What's your strangest "only in New York" story?
Probably when I was a kid and we played stickball. You'd hit the ball and sometimes it'd roll into the sewer at the corner where there was a grating. A stick ball, which is a Spaldeen, cost a quarter at the time. That was a lot of money. You figure, "It's in the sewer. You can't get it. I guess the game is over." No! You'd take the scrawniest, skinniest kid, hold him by his ankles, and you'd hold him below the sewer cover. This would be putrid flotsam and jetsam swill and he would have to try to fish the ball out Now, you can imagine that if you were to fall into that pit of sewage you'd probably disintegrate. The fumes alone would curl anybody's mustache. Anywhere else they'd say, "Forget it, that ball is lost." Not in New York. The survival instinct is, "Hey, that's my Spaldeen! I'll risk my life to retreat it." And, in the one case of only in New York, although we still don't believe it, one of the kids claimed to have seen an alligator.

Which New Yorker do you most admire?
Rudy Giuliani. When I saw him out there campaigning for the first time in the late 80's, nobody ever thought that he'd be able to restore any quality of life. I think he proved all of the naysayers incorrect by giving a complete Colonic to New York City. He did something that nobody thought was possible.

Given the opportunity, how would you change New York?
I'd start in education. The public school system is an absolute disaster. 50% of the high school students do not graduate after four years. That is a ticking clock of self-destruction. I'd promote vouchers, tax credits, and get everyone involved in the educational system because education is the answer to a lot of the social problems I see in the streets that lead to kids being incarcerated. Their lives are destroyed because now they have a record. Often times it starts with the fact that they can't read or write. It's like they're almost doomed. Whenever I visit a jail I'm always surprised by the number of young men, and now young women, who cannot read, write, or even know how to communicate.

Under what circumstances have you thought of leaving New York City?
I never have. If you cut my veins and arteries I'd bleed the five boroughs of New York City. Really, more the four boroughs because I hate Manhattan, even though I live in Manhattan. I'm really an outer borough boy. Brooklyn and the Bronx are my favorites. I could deal with Staten Island if I had to. I hate Manhattan. It's an island of privilege. A canyon of steel and glass. People, at times, are like transients because they're all there for business. They're like ships passing in the night. Even though some places have a neighborhood feel to them, for the most part people are nameless and faceless and are sort of like Robby Robot just passing one another in the day and night. In the outer boroughs, you get a sense of real people and real neighborhoods. Even though I have a family and people generally move to the suburbs when they have a family, I've never had the urge to do so.
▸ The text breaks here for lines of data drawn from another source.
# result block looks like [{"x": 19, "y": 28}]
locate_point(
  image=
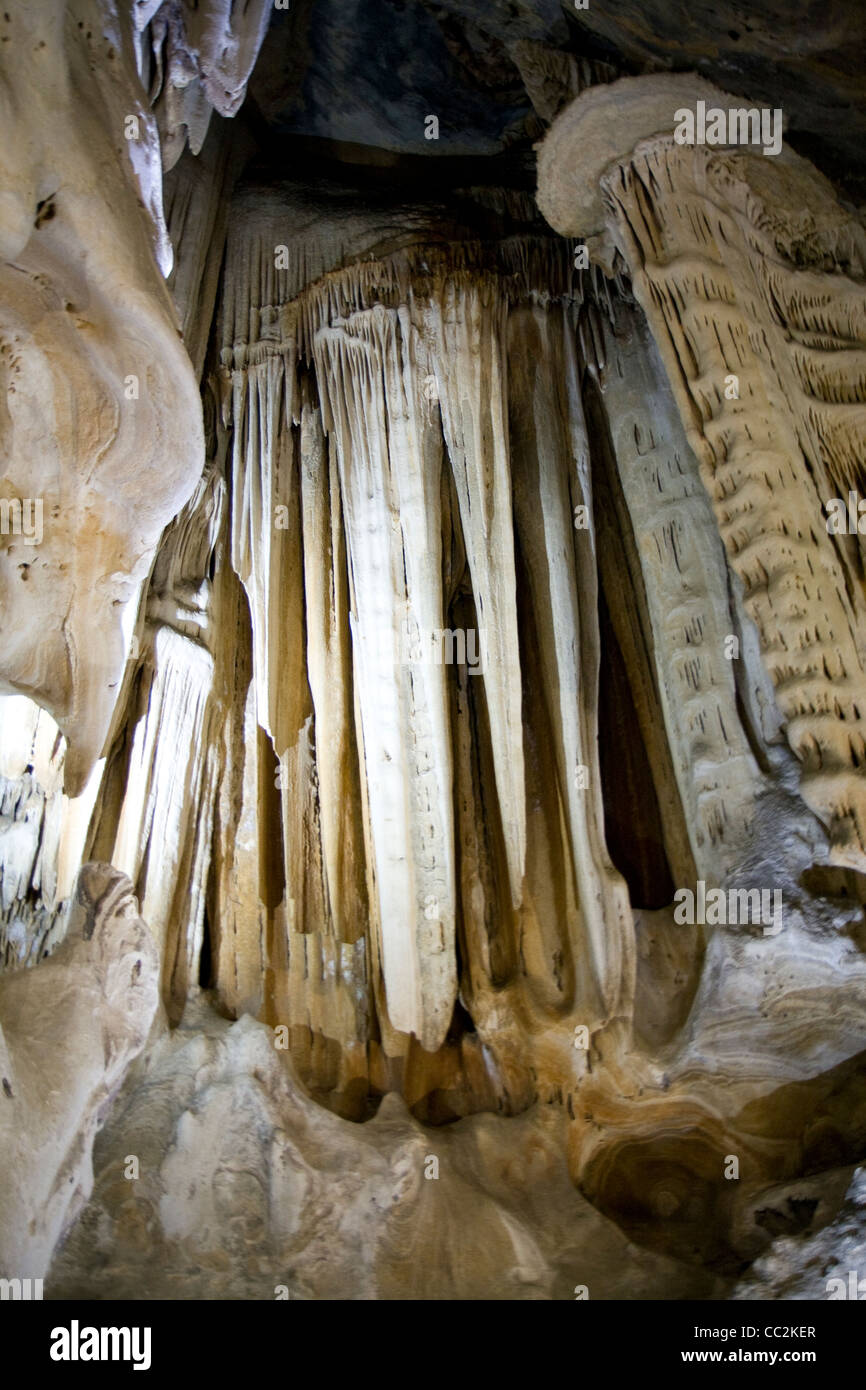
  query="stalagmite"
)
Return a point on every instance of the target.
[{"x": 433, "y": 816}]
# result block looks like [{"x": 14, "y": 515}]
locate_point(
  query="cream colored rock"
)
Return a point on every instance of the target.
[
  {"x": 68, "y": 1030},
  {"x": 772, "y": 406},
  {"x": 248, "y": 1189},
  {"x": 100, "y": 426}
]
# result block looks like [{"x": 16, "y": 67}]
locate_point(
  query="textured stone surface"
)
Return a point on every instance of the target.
[
  {"x": 68, "y": 1032},
  {"x": 246, "y": 1186},
  {"x": 494, "y": 624}
]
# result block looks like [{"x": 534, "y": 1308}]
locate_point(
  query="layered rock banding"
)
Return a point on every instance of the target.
[{"x": 494, "y": 613}]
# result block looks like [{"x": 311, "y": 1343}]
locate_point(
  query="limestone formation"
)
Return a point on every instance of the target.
[{"x": 433, "y": 813}]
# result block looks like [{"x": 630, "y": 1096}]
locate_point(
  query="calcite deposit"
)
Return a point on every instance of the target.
[{"x": 433, "y": 802}]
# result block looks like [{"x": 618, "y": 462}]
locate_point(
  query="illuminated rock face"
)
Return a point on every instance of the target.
[{"x": 466, "y": 683}]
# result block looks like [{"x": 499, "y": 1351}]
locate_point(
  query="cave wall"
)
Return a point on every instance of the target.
[{"x": 434, "y": 615}]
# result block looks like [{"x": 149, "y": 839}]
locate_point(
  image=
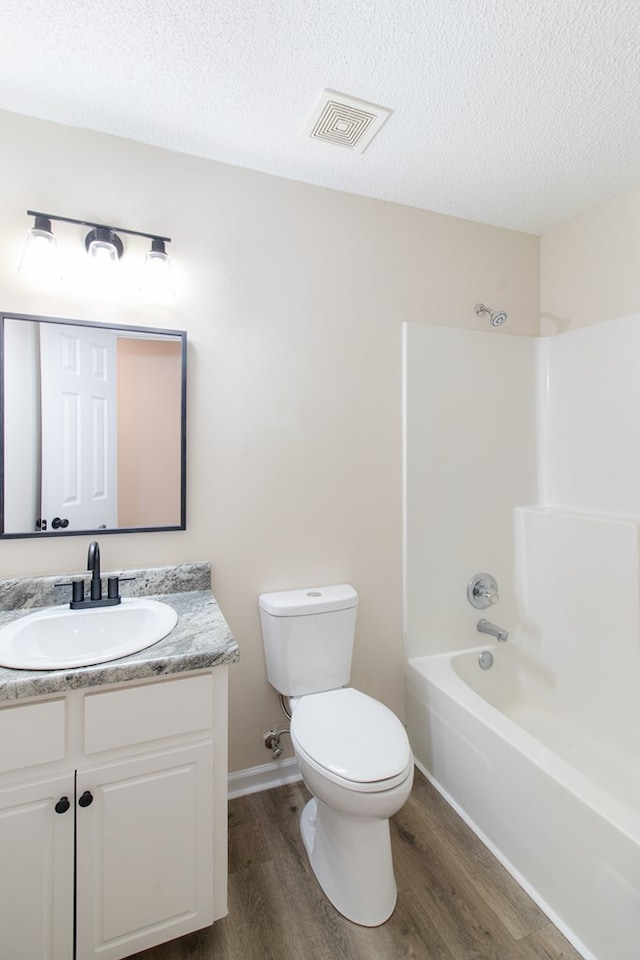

What's your idea of a perfect day of recreation in New York?
They don't have it anymore, but it'd be going to a double header at Yankee Stadium. The only thing that can approach that is a twi-nighter. That would be if there was a rain out and they had scheduled two games in the same day. But, being the typical rip off artists and abusers of the national past time that they are, they wouldn't allow you to see two games for the price of one, which was a key for many of us who were younger. On a Sunday, they'd have a double header. July 4th, a double header. Memorial Day, a double header. You pay one price and you get to see two games. You go out early in the morning, watch batting practice, the first game, there'd be an intermission, watch the second game, and you wouldn't get home until very late. It was affordable and the greatest entertainment imaginable. So, now if you had a twi-nighter in addition to the day game, that would be the daily double of entertainment and relaxation for me.